Hal tersebut disampaikan langsung olehnya seusai memimpin jalannya rapat evaluasi perizinan PT. Tapian Nadenggan dengan pihak-pihak terkait di aula Kantor Bupati Seruyan.
“Sesuai dengan kesepakatan rapat yang sudah dilaksanakan, kita memberikan waktu 7 hari kepada PT. Tapian Nadenggan untuk melaksanakan kewajiban mereka sesuai dengan apa yang tertuang dalam Surat Keputusan (SK) pelepasan kawasan,” katanya di Kuala Pembuang, Rabu 10 Agustus 2022.
Dalam rapat tersebut, telah disepakati bahwa perusahaan dimaksud wajib untuk melaksanakan kewajiban yang tertuang dalam SK Menteri Kehutanan Nomor 19/Kpts-II/2001 tanggal 30 Januari 2001 tentang Pelepasan Sebagian Kawasan Hutan seluas 11.860 hektare.
“Dan dalam SK Menteri Lingkungan Hidup dan Kehutanan tahun 2017 tentang Pelepasan dan Penetapan Batas Areal Pelepasan Kawasan Hutan Produksi itu seluas 1.735,9 hektare.
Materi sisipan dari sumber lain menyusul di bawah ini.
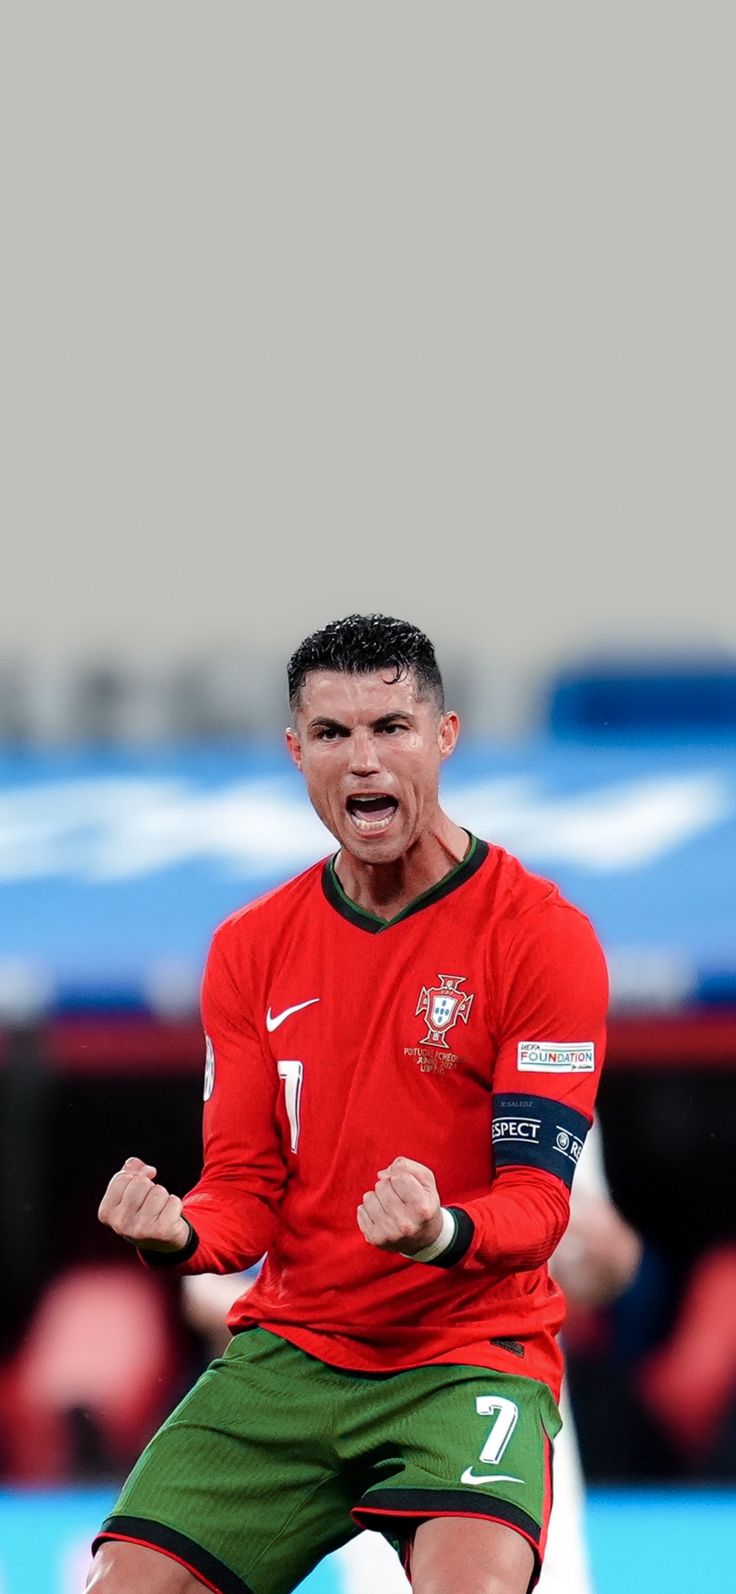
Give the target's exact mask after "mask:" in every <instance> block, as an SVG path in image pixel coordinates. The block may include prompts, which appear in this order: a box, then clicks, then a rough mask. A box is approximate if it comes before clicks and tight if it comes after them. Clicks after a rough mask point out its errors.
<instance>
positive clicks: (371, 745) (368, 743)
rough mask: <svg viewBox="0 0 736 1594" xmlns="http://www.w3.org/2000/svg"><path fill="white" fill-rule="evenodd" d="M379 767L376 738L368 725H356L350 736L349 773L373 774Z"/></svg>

Yang mana dalam SK tahun 2001 itu, kewajiban mereka adalah saham 20 persen, sedangkan amanat SK 2017 itu adalah plasma masyarakat 20 persen dari lahan yang dilepaskan,” ujarnya.
Terkait dengan kewajiban tersebut, ia memberikan waktu tujuh hari kepada PT Tapian Nadenggan untuk melaksanakan kewajiban tersebut terhitung sejak diterimanya surat tersebut.
“Nanti kita akan bersurat kepada perusahaan tersebut, dan rencananya saya sendiri yang akan mengatar surat tersebut. Apabila dalam kurun waktu itu tidak dilaksanakan, kita akan hentikan aktivitas sementara perusahaan tersebut di lapangan sampai dilaksanakannya kewajiban yang dimaksud,” jelasnya.